When we picture a desperate student running endless tests on his dataset until some feeble point finally meets statistical reporting conventions, we are quick to dismiss the results. But the underlying issue is ubiquitous: it is hard to analyze data without getting caught in a hypothesis drift, and if you do not seriously consider the repercussions on statistical inference, you too are susceptible to picking up spurious correlations. This is also true for randomized trials that otherwise go to great lengths to ensure clean causal attribution. But experimental (and other prospective) research has a trick up its sleeve: the pre-analysis plan (PAP) can credibly overcome the problem by spelling out subgroups, statistical specifications, and virtually every other detail of the analysis before the data is in. This way, it can clearly establish that tests are not a function of outcomes – in other words, that results are what they are.

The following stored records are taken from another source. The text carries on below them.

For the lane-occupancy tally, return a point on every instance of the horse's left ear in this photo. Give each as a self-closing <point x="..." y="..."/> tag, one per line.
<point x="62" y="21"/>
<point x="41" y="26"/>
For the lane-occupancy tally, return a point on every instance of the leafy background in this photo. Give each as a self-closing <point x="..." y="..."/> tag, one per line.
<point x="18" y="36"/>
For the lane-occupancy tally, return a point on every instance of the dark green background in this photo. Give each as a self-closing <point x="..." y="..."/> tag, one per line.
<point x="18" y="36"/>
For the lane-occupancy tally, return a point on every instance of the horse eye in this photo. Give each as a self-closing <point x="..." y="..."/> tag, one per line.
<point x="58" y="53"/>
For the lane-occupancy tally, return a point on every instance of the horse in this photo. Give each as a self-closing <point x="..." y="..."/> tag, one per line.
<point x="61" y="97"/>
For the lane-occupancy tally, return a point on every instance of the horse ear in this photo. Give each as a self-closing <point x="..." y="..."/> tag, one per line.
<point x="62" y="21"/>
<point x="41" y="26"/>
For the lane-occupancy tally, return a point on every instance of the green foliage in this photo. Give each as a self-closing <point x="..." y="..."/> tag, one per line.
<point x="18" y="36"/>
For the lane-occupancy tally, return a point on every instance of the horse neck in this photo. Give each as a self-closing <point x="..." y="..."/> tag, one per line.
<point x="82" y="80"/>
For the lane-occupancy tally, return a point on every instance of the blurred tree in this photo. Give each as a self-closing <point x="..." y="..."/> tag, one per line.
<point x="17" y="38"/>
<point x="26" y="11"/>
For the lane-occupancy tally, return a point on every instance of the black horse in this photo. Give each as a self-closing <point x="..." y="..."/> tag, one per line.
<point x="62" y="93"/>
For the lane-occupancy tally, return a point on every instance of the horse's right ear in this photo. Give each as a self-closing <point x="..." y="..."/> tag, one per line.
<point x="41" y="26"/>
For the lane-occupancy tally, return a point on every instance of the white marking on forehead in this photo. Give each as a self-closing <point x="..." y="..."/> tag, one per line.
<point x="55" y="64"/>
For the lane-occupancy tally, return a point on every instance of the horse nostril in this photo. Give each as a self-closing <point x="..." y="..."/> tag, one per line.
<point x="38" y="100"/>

So should PAPs become the new reality for experimental research? Not so fast, say some, because there are costs involved. Obviously, it takes a lot of time and effort to define the meaningful analysis of a dataset that isn’t even in yet. But more importantly, there is a risk that following a PAP backfires and actually reduces the value we get out of research: perhaps one reason why hypothesis drift is so widespread because it is a cost-effective way of learning, and by tying our hands, we might stifle the valuable processes can only take place once data is in. Clearly, powerful insights that came out of experimental work – both in social and biomedical research – have been serendipitous. So are we stuck in limbo, “without a theory of learning” that might provide some guidance on PAPs?

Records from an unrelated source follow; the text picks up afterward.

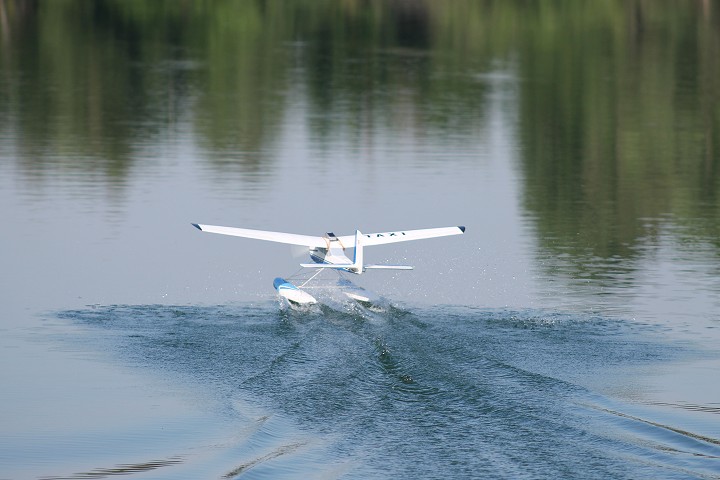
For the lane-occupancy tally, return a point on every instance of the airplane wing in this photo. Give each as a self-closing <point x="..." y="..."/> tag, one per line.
<point x="290" y="238"/>
<point x="402" y="236"/>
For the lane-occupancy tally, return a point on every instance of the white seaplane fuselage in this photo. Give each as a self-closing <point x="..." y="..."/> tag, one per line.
<point x="330" y="252"/>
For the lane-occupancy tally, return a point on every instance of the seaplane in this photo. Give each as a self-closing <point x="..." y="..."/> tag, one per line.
<point x="330" y="252"/>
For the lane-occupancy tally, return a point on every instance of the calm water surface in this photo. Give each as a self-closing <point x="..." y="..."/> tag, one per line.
<point x="572" y="332"/>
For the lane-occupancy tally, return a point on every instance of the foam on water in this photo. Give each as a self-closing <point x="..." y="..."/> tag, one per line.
<point x="434" y="392"/>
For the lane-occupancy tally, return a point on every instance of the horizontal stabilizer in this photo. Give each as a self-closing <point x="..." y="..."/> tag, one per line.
<point x="382" y="238"/>
<point x="389" y="267"/>
<point x="327" y="265"/>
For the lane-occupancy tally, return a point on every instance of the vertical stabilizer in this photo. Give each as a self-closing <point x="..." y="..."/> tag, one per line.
<point x="358" y="258"/>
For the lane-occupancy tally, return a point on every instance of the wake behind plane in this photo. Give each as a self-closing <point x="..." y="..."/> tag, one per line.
<point x="330" y="252"/>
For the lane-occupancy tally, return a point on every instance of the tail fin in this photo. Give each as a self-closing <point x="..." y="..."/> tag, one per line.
<point x="358" y="258"/>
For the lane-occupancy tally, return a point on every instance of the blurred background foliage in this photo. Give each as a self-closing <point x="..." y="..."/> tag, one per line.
<point x="617" y="101"/>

Transparency-Inducing Institutions and Legitimacy 2

By Kevin M. Esterling (Political Science, UC Riverside)

Whenever I discuss the idea of hypothesis preregistration with colleagues in political science and in psychology, the reactions I get typically range from resistance to outright hostility.  These colleagues obviously understand the limitations of research founded on false-positives and data over-fitting.  They are even more concerned, however, that instituting a preregistry would create norms that would privilege prospective, deductive research over exploratory inductive and descriptive research.  For example, such norms might lead researchers to neglect problems or complications in their data so as to retain the ability to state their study “conformed” to their original registered design.

If a study registry were to become widely used in the discipline, however, it would be much better if it were embraced and seen as constructive and legitimate.  One way I think we can do this is by shifting the focus away from monitoring our colleagues’ compliance with registration norms, which implicitly privileges prospective research, and instead towards creating institutions that promote transparency in all styles of research, with preregistration being just one element of the new institutions for transparency.

Transparency solves the same problems that preregistration is intended to address, in that transparency helps other researchers to understand the provenance of results and enables researchers to value contributions for what they are.  If scholars genuinely share the belief that data driven research has scientific merit, then there really should be no stigma for indicating that is how one reached one’s conclusions.  Indeed, creating transparency should enable principled inductive research since it creates legitimacy for this research and it removes the awkward need to state inductive research as if it had been deductive.